常時英心:言葉の森から 1.0

約10年間,はてなダイアリーで英語表現の落穂拾いを行ってきました。現在はAmeba Blogに2.0を開設し,継続中です。こちらはしばらくアーカイブとして維持します。

in one's element

マサチューセッツ州レノックスにあるタングルウッドはまさに米国クラッシック界の「聖地」です。今年はタングルウッド音楽祭75周年を記念してさまざまな行事やこれまでの演奏をネット配信する(Web Stream)企画などが用意されています。

なお,小澤征爾氏には長年の功績が認められタングルウッド初となる記念のメダルが授与されました。わたしも一度は行ってみたいと思っています。

in one's elementはイディオムで,"the situation in which you are happiest and most effective"と定義されます(definitions.net)。ここのelementは"a natural habitat, sphere of activity, or environment"という意味で,相当する日本語の言い回しとしては,「水を得た魚」がはまると思います。(Minnesota)

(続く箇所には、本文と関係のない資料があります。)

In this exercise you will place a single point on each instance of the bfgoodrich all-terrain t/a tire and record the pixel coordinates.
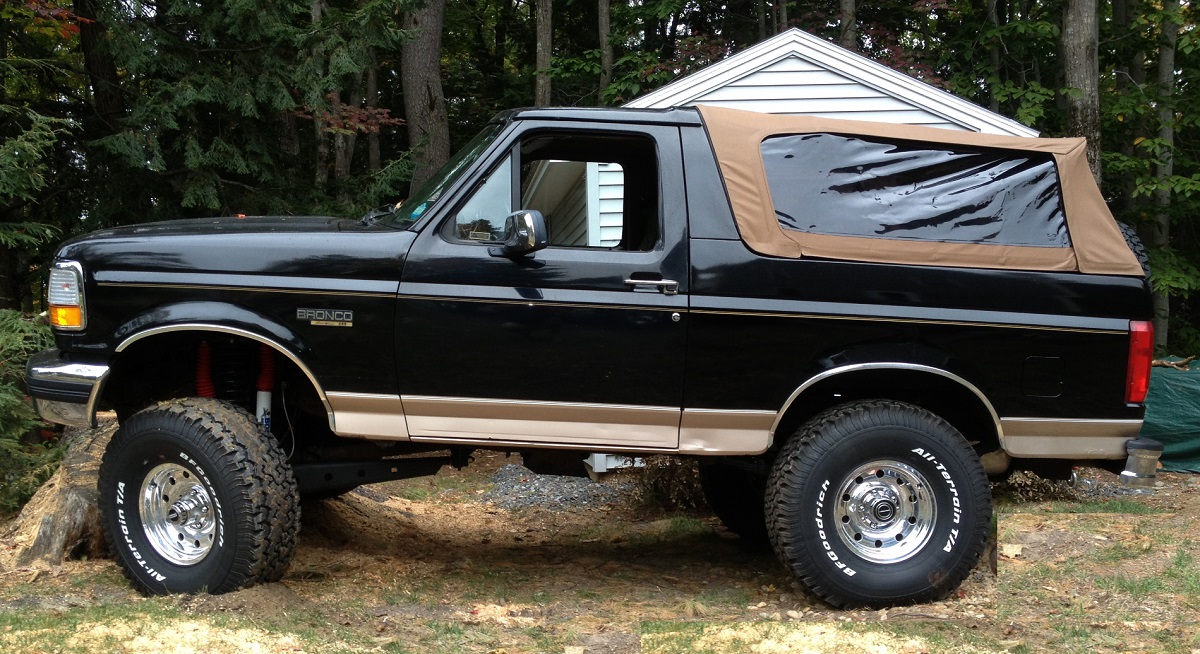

Tanglewood Celebrates 75th With Free Web Stream

July 13, 2012

On July 20, 1958, at Tanglewood — the summer home of the Boston Symphony Orchestra — pianist Leon Fleisher played an electrifying Brahms First Piano Concerto with the orchestra under its former music director, Pierre Monteux. This remarkable teaming has not been heard since then.

But the BSO has come up with an inspired way to celebrate the 75th anniversary of Tanglewood. Every day for 75 days, through the summer, the BSO is streaming a different historic Tanglewood concert on its website, including this astonishing Brahms, and going even further back to the very first Tanglewood concert, with a Beethoven Fifth Symphony under the leadership of the visionary Serge Koussevitzky on August 5, 1937.

I can't remember when I first started going to Tanglewood. It was certainly before I owned my own car, because I needed someone to give me a ride out to the Berkshires, more than two hours from Boston. Music was only part of the pleasure. The setting is idyllic, and a good picnic out on the lawn could be as enjoyable as the music itself. Of course, the open-air acoustics are not going to compare well to the magnificent sound at Boston's Symphony Hall, and many of the programs simply repeat what has already been performed in Boston. But every now and again, there's something wonderful that Boston can't replicate.

The very best performance I ever heard by Seiji Ozawa was at Tanglewood in 1974: Schoenberg's epic saga Gurrelieder, which almost cries out for an outdoor setting. He led the amazing student orchestra and such legendary artists as soprano Phyllis Curtin and bass-baritone George London. Ozawa was in his element. When he repeated this piece five years later at Symphony Hall, with a different cast, it felt cramped and flat. I'm sorry this isn't one of the downloadable performances, though there's a thrilling version led by James Levine. Not all these past concerts are serious ones. I'd have loved to attend July 13, 1961's BSO Pension Fund Concert, conducted by Danny Kaye, whose conducting adviser was his friend and BSO first violinist Harry Ellis Dixon. I especially love Kaye's deconstruction of Johann Strauss.